1. Verweerder heeft bij beschikkingen van 29 februari 2020 op grond van de Wet waardering onroerende zaken (de Wet WOZ) de waardes van de onroerende zaken aan de [adres 1] [nummer 1] tot en met [nummer 2] en [nummer 3] tot en met [nummer 4] ( [adres 1] ) te [plaats] voor het belastingjaar 2020 naar de waardepeildatum 1 januari 2019 en de waarde van de onroerende zaak aan de [adres 2] [nummer 5] te [plaats] voor het belastingjaar 2020 naar de toestandsdatum 1 januari 2020 vastgesteld.
Met de beschikkingen zijn in één geschrift bekendgemaakt en verenigd de aan eiser opgelegde aanslagen onroerendezaakbelastingen voor het jaar 2020 (de aanslagen).
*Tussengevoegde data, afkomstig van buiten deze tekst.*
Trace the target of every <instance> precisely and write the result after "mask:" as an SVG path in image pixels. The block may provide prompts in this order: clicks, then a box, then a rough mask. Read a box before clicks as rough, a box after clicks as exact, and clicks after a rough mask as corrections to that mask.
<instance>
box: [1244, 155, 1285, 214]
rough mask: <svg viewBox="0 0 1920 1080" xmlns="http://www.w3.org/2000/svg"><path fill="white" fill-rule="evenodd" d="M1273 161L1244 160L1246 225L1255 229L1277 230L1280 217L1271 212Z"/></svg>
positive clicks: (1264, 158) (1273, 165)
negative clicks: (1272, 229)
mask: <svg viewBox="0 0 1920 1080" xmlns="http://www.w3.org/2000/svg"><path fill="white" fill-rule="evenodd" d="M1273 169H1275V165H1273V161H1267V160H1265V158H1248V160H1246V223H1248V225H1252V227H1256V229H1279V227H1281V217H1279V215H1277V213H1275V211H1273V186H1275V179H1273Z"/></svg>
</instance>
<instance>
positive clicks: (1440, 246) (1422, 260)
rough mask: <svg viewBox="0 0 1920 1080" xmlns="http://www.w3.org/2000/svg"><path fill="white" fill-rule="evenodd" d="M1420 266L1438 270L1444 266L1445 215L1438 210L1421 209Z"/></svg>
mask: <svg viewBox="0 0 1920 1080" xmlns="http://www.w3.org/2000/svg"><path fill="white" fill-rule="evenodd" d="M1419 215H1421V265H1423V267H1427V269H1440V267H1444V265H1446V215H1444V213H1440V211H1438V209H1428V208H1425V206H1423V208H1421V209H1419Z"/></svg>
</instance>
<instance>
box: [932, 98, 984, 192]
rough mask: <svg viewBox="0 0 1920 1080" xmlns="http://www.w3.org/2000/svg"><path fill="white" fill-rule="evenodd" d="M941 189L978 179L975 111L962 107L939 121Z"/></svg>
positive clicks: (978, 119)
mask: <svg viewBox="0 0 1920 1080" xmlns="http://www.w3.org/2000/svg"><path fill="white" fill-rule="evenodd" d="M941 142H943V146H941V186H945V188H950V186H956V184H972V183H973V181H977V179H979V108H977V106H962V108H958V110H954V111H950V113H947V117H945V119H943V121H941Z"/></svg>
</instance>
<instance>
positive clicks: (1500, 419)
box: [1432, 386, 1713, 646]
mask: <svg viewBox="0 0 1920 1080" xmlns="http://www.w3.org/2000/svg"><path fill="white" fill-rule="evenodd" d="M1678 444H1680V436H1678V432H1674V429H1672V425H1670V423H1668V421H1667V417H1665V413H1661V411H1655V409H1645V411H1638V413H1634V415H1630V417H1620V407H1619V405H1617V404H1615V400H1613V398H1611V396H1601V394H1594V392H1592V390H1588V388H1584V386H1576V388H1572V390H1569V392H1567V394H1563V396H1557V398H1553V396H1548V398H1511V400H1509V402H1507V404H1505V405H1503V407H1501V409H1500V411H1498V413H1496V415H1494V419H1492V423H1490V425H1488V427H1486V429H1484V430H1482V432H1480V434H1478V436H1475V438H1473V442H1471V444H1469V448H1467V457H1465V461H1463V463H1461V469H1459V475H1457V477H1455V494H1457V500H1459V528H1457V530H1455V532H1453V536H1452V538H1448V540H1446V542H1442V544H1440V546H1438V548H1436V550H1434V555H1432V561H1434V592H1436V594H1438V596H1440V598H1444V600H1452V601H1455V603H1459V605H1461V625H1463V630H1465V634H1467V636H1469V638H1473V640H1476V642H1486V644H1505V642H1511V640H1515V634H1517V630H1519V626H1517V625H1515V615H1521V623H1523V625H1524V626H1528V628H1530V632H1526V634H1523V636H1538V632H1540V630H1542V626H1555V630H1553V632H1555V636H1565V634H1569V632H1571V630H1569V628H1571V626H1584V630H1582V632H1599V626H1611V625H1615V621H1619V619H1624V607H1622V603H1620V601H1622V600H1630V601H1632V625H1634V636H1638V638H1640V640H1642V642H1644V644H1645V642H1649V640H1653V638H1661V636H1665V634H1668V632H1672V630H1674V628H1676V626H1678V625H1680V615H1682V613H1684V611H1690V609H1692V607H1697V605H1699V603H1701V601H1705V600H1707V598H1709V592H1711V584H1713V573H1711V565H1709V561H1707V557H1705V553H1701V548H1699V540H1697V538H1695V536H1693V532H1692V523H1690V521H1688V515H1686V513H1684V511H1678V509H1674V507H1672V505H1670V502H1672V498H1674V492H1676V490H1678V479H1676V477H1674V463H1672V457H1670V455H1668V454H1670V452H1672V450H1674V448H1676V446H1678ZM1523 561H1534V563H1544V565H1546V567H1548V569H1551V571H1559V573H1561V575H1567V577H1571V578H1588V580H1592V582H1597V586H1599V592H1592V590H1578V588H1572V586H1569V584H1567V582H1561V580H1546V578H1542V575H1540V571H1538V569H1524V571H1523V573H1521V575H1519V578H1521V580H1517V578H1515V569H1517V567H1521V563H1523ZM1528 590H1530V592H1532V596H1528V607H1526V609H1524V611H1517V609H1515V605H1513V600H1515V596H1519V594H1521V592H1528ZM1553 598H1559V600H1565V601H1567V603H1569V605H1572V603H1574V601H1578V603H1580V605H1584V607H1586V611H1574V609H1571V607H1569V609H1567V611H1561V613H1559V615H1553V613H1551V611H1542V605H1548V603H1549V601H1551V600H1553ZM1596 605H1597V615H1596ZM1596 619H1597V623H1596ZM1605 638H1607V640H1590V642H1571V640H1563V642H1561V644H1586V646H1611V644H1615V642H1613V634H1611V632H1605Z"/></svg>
Voor zover hier van belang, heeft verweerder de waardes van de onroerende zaken als volgt vastgesteld:
Object
Waarde
Type
Inhoud/
Oppervlakte
Bouwjaar
[adres 1] [nummer 1]
€ 50.000
Appartement
65 m³
1932
[adres 1] [nummer 6]
€ 50.000
Appartement
65 m³
1932
[adres 1] [nummer 7]
€ 50.000
Appartement
65 m³
1932
[adres 1] [nummer 8]
€ 50.000
Appartement
65 m³
1932
[adres 1] [nummer 2]
€ 54.000
Appartement
72 m³
1932
[adres 1] [nummer 3]
€ 48.000
Appartement
62 m³
1932
[adres 1] [nummer 9]
€ 56.000
Appartement
74 m³
1932
[adres 1] [nummer 4]
€ 41.000
Appartement
52 m³
1932
[adres 2] [nummer 5]
€ 855.000
Vrijstaande bungalow
Woning 648 m³
Grond 1.857 m²
2018
2. Eiser heeft tegen de beschikkingen bezwaar gemaakt. Bij uitspraak op bezwaar heeft verweerder de bezwaren ongegrond verklaard.
3. Eiser is genothebbende krachtens eigendom, bezit of beperkt recht van de onroerende zaken.
4. In geschil zijn de waardes van de onroerende zaken op de waardepeildatum.
5. Ingevolge artikel 17, tweede lid, van de Wet WOZ wordt de waarde van de onroerende zaken bepaald op de waarde die aan de onroerende zaken dient te worden toegekend, indien de volle en onbezwaarde eigendom daarvan zou kunnen worden overgedragen en de verkrijger de zaak in de staat waarin die zich bevindt, onmiddellijk en in volle omvang in gebruik zou kunnen nemen. Deze waarde is naar de bedoeling van de wetgever "de prijs welke door de meestbiedende koper besteed zou worden bij aanbieding ten verkoop op de voor de zaak meest geschikte wijze na de beste voorbereiding" (Kamerstukken II 1992/93, 22 885, nr. 3, blz. 44).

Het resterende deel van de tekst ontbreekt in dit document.